Beck's career in Washington began far from the beauty counter. She started working under Ledecky at his company at the time, U.S. Office Products.

She landed an internship after cold-calling his company as a student at Harvard Business School. They met in person in 1997 after a speech he gave on campus. Ledecky said he was impressed by her gumption and her credentials. He's a Harvard alum and Beck had already worked as a consultant at McKinsey.

"She was completely focused on ultimately running her own business," Ledecky said. "She had a game plan to do that for someone who was that young."

Beck landed the internship and, after a few months on the job, created a new inventory management system that saved U.S. Office Products $10 million. She went back to work for him after graduation.

By that time, Ledecky had launched a private-equity firm, Consolidation Capital. Beck, who met her husband while unsuccessfully trying to purchase his business, said she loved the fast-paced environment but soon realized that she was ready to be on the other side of the table as the entrepreneur. All she needed was an idea.

Blonde, petite and impeccably stylish, Beck recalled driving half an hour across Boston during business school to the one store that carried her favorite but hard-to-find lipstick by MAC Cosmetics. She special-ordered skin care products by Dermalogica. The effort to find the products she wanted drove her crazy, but it also became the source of her inspiration.

In May 1999, during the height of the Internet bubble, Beck left Ledecky and founded to bring her favorite beauty products online.
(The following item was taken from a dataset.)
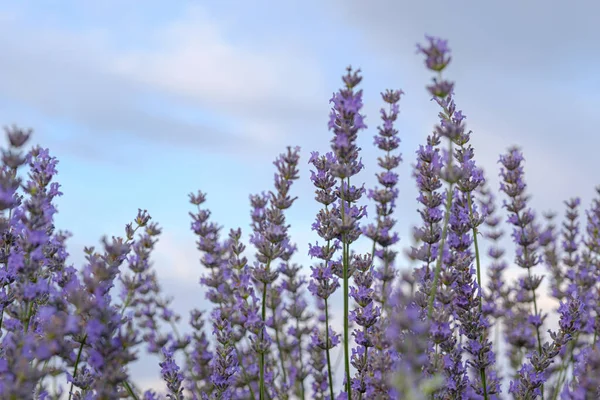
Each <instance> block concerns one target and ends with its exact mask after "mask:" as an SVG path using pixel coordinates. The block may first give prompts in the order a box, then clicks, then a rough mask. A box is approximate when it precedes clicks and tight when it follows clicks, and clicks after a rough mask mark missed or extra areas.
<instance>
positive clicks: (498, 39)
mask: <svg viewBox="0 0 600 400" xmlns="http://www.w3.org/2000/svg"><path fill="white" fill-rule="evenodd" d="M598 4H600V3H597V2H595V1H577V2H553V1H539V0H534V1H528V2H522V1H517V0H510V1H503V2H467V1H455V2H447V1H441V0H440V1H420V2H419V1H393V0H387V1H384V0H372V1H358V0H331V1H315V0H309V1H302V2H299V1H288V2H276V1H252V2H249V1H228V0H225V1H179V2H173V1H170V2H167V1H157V0H150V1H141V0H138V1H135V0H131V1H127V2H123V1H116V0H107V1H102V2H95V1H74V0H73V1H58V0H56V1H42V0H36V1H23V2H13V1H0V50H1V51H2V62H0V74H1V75H2V77H3V79H1V80H0V121H2V124H12V123H17V124H19V125H21V126H25V127H32V128H34V129H35V136H34V138H33V142H36V143H39V144H41V145H42V146H44V147H49V148H50V150H51V153H52V154H54V155H55V156H57V157H58V158H59V160H60V164H59V177H58V179H59V181H60V183H61V184H62V185H63V192H64V193H65V195H64V196H63V197H62V198H61V199H60V200H59V202H58V206H59V211H60V214H59V216H58V218H57V225H58V226H59V227H61V228H66V229H69V230H70V231H71V232H73V233H74V237H73V238H72V239H71V241H70V245H71V253H72V261H73V262H75V263H81V262H82V261H83V257H82V254H81V249H82V248H83V246H84V245H90V244H97V243H98V239H99V238H100V237H101V236H102V235H103V234H108V235H115V234H121V233H122V231H123V226H124V225H125V223H127V222H128V221H130V220H131V219H133V217H135V214H136V211H137V208H138V207H139V208H145V209H148V210H149V212H150V214H151V215H152V216H153V218H154V220H156V221H158V222H159V223H160V225H161V226H162V227H163V229H164V230H163V232H164V233H163V235H162V238H161V241H160V243H159V246H158V249H157V253H156V256H155V261H156V263H155V265H156V268H157V270H158V271H159V274H160V276H161V279H162V280H163V282H164V285H165V290H167V292H168V293H170V294H175V293H177V294H178V296H179V297H178V300H177V301H176V306H177V307H178V310H180V311H181V312H183V313H185V312H186V310H187V309H189V308H190V307H191V305H192V304H197V303H199V302H200V304H201V302H202V301H203V300H202V297H203V296H202V293H201V292H200V290H199V287H198V285H197V284H196V282H197V279H198V276H199V274H200V273H201V269H200V266H199V264H198V261H197V259H198V254H197V253H196V251H195V246H194V238H193V235H192V234H191V232H190V231H189V217H188V215H187V212H188V211H189V210H191V207H190V206H188V202H187V194H188V193H189V192H192V191H194V192H195V191H196V190H198V189H201V190H203V191H205V192H207V193H208V205H209V207H210V208H211V210H212V211H213V215H214V217H215V219H216V220H218V221H219V222H220V223H221V224H223V225H225V226H226V228H227V229H229V228H231V227H237V226H241V227H242V228H244V229H246V231H247V227H248V224H249V221H250V218H249V208H248V195H249V194H250V193H256V192H258V191H261V190H265V189H270V188H271V186H272V177H273V166H272V164H271V160H273V159H274V158H275V156H276V155H277V154H278V153H279V152H281V151H283V150H284V149H285V146H286V145H300V146H301V147H302V155H303V159H302V161H301V162H302V164H301V165H302V169H301V181H300V182H299V183H298V184H297V185H296V187H295V188H294V190H295V192H296V193H297V194H299V195H300V196H301V198H300V200H299V201H298V202H297V204H296V206H295V207H294V208H293V209H292V210H291V211H290V213H289V218H288V219H289V221H290V223H291V224H292V226H293V228H292V233H293V234H294V235H295V239H296V241H297V242H298V244H299V247H300V254H299V255H298V261H299V262H302V263H305V265H309V263H310V260H309V259H308V258H307V256H306V255H305V254H306V250H307V245H306V242H307V241H308V240H311V241H314V240H315V239H316V237H315V236H314V235H313V234H312V233H311V232H310V228H309V226H310V224H311V223H312V221H313V218H314V215H315V212H316V210H317V206H316V205H315V203H314V201H312V195H311V186H310V182H309V180H308V176H309V174H308V172H309V169H308V166H307V165H306V160H307V159H308V155H309V154H310V151H312V150H320V151H324V150H326V149H327V146H328V141H329V138H330V134H329V132H328V131H327V125H326V124H327V120H328V112H329V104H328V101H329V98H330V97H331V94H332V93H333V92H334V91H335V90H336V89H337V88H338V87H339V86H340V83H341V81H340V76H341V74H342V73H343V72H344V68H345V67H346V66H347V65H348V64H351V65H353V66H355V67H361V68H362V70H363V72H364V80H363V84H362V88H363V89H364V92H365V95H364V98H365V104H366V106H365V113H366V115H367V120H366V121H367V125H369V130H368V133H365V134H363V136H362V137H361V138H359V141H360V143H361V144H362V145H363V148H365V150H364V151H363V159H364V162H365V164H366V165H367V171H368V172H365V173H363V174H361V178H363V179H364V180H365V181H366V182H367V186H372V184H373V183H374V179H373V173H374V170H373V167H374V166H375V162H376V161H375V160H376V157H377V154H376V151H375V150H373V149H371V147H372V146H371V143H372V136H373V135H374V134H375V132H376V129H375V128H376V126H377V125H378V123H379V121H378V120H377V118H378V115H379V114H378V109H379V108H380V107H381V100H380V97H379V93H380V92H381V91H383V90H385V89H386V88H394V89H395V88H401V89H403V90H404V91H405V92H406V95H405V96H404V98H403V99H402V101H401V110H402V111H401V116H400V119H399V125H398V127H399V130H400V135H401V137H402V140H403V143H402V145H401V149H402V152H403V155H404V159H405V162H404V164H403V165H402V166H401V171H400V175H401V182H402V183H403V184H402V186H401V197H400V201H399V210H398V212H397V214H396V217H397V219H398V220H399V226H400V228H399V230H400V234H401V236H402V242H401V243H402V246H408V245H409V244H410V238H409V236H408V234H409V232H410V226H411V225H412V224H413V223H415V222H416V221H417V219H416V218H417V216H416V213H415V209H416V207H417V204H416V201H415V197H416V190H415V185H414V182H413V181H412V180H411V177H410V172H411V168H410V166H411V164H413V162H414V151H415V150H416V148H417V146H418V144H420V143H422V142H423V141H424V138H425V137H426V135H427V134H428V133H429V132H430V131H431V129H432V127H433V125H434V124H435V123H436V122H437V121H436V114H437V109H436V106H435V105H434V104H432V103H431V102H430V101H429V97H428V95H427V93H426V91H425V90H424V85H425V84H427V83H428V80H429V78H430V75H429V73H428V72H427V71H426V70H425V68H424V66H423V62H422V57H421V56H419V55H417V54H415V43H416V42H422V41H423V35H424V34H425V33H429V34H433V35H437V36H441V37H444V38H447V39H449V41H450V47H451V49H452V50H453V62H452V65H451V67H450V68H449V69H448V72H447V76H448V77H449V78H452V79H456V81H457V85H456V100H457V103H458V105H459V108H462V109H463V111H464V113H465V114H466V115H467V123H468V127H469V128H470V129H472V130H473V135H472V141H473V144H474V146H475V151H476V158H477V160H478V162H479V163H480V164H481V165H483V166H484V168H485V169H486V170H487V171H488V176H489V178H490V181H491V183H492V185H493V187H497V178H496V176H497V171H498V169H497V164H496V161H497V159H498V155H499V153H500V152H502V151H504V150H505V149H506V148H507V147H508V146H509V145H511V144H515V143H517V144H520V145H521V146H522V148H523V151H524V154H525V157H526V159H527V164H526V176H527V179H528V182H529V189H530V193H531V194H532V195H533V198H532V201H533V204H534V205H535V206H536V207H537V208H538V209H539V210H540V211H541V210H547V209H556V210H562V201H563V200H565V199H567V198H569V197H571V196H574V195H578V196H581V197H582V198H583V200H584V204H586V205H587V204H588V203H589V200H590V199H591V196H592V195H593V188H594V186H595V185H597V184H599V183H600V182H599V180H598V176H597V172H596V171H597V165H598V164H597V149H598V145H599V144H600V140H599V138H598V134H597V127H598V126H600V113H598V110H597V107H598V104H600V90H599V89H600V78H599V77H598V73H597V65H598V63H599V62H600V54H599V53H598V52H597V51H596V50H597V48H598V40H599V39H600V28H598V25H597V23H596V20H595V18H597V16H598V15H600V6H599V5H598ZM146 372H147V371H146ZM146 372H140V374H141V376H143V377H144V379H146V378H145V377H146V376H147V377H148V379H150V375H151V374H150V373H149V372H148V374H146ZM152 373H154V372H152Z"/></svg>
The space quickly became crowded. While most companies expanded from brick-and-mortar shops to the Web, Beck went the other way, buying cosmetics retailer EFX's two stores in Georgetown and Dupont Circle a few months later and renaming them Bluemercury.
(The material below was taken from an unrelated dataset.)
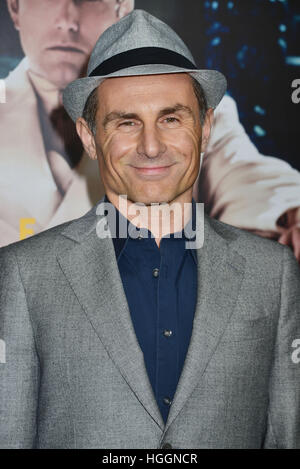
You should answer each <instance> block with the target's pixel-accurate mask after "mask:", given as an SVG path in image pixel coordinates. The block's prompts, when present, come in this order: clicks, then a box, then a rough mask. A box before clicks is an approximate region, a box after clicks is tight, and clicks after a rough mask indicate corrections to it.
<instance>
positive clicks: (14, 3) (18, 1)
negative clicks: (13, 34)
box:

Carlyle Group Managing Director Ed Mathias, an early investor in the company, recalled introducing Beck to investors unaccustomed to analyzing the profit potential of lip gloss. But Beck's extensive research and sharp focus helped her raise the capital she needed, Mathias said.

"She wasn't thinking, 'Let's have one store and I'll enjoy life.' From the outset she had huge plans and saw the vision of what she could create," he said.
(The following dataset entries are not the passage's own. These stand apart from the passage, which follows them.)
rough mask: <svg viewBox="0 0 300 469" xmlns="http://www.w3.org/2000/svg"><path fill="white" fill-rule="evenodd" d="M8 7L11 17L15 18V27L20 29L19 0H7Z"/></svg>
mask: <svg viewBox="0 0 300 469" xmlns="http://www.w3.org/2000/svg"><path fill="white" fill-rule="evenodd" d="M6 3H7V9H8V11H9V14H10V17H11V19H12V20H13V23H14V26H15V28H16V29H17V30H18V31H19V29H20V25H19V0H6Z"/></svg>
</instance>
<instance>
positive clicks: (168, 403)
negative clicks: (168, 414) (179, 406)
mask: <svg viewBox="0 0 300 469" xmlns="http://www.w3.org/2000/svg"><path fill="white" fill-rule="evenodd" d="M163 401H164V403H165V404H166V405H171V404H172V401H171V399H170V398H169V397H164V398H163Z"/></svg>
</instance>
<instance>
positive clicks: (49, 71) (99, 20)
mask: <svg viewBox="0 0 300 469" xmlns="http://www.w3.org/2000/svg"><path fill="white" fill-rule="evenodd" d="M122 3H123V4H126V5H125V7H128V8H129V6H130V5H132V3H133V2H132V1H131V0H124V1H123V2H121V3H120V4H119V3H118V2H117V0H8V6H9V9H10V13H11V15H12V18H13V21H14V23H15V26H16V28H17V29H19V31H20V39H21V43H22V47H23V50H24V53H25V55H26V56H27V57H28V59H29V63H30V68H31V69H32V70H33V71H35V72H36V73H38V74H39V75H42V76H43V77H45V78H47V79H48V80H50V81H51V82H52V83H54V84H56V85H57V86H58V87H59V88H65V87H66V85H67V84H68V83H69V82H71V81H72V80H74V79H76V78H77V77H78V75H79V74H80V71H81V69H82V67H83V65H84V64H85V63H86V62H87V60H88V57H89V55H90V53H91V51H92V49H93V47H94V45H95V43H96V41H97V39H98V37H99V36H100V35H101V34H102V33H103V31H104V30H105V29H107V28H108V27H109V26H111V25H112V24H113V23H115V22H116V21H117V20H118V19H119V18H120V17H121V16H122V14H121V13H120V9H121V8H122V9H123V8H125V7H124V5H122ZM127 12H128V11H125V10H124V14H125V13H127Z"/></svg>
Now, the chain is preparing to introduce the high-end Bobbi Brown cosmetics line in stores. A location in Bethesda, the third in the Washington region, opened in June just a few miles from Beck's home. Sales at stores open at least a year, a key measure of a retailer's health, were up at least 10 percent as of June, Beck said.

Ten years ago, Beck had to beg some prestigious brands to let her sell their product. Now, she often assists in product development and scores exclusive items. She still can get excited about a new candle scent or lipstick color. Her old favorite, Dermalogica, has a prominent place on the shelves.

"At heart," she said, "I'm just a beauty junkie."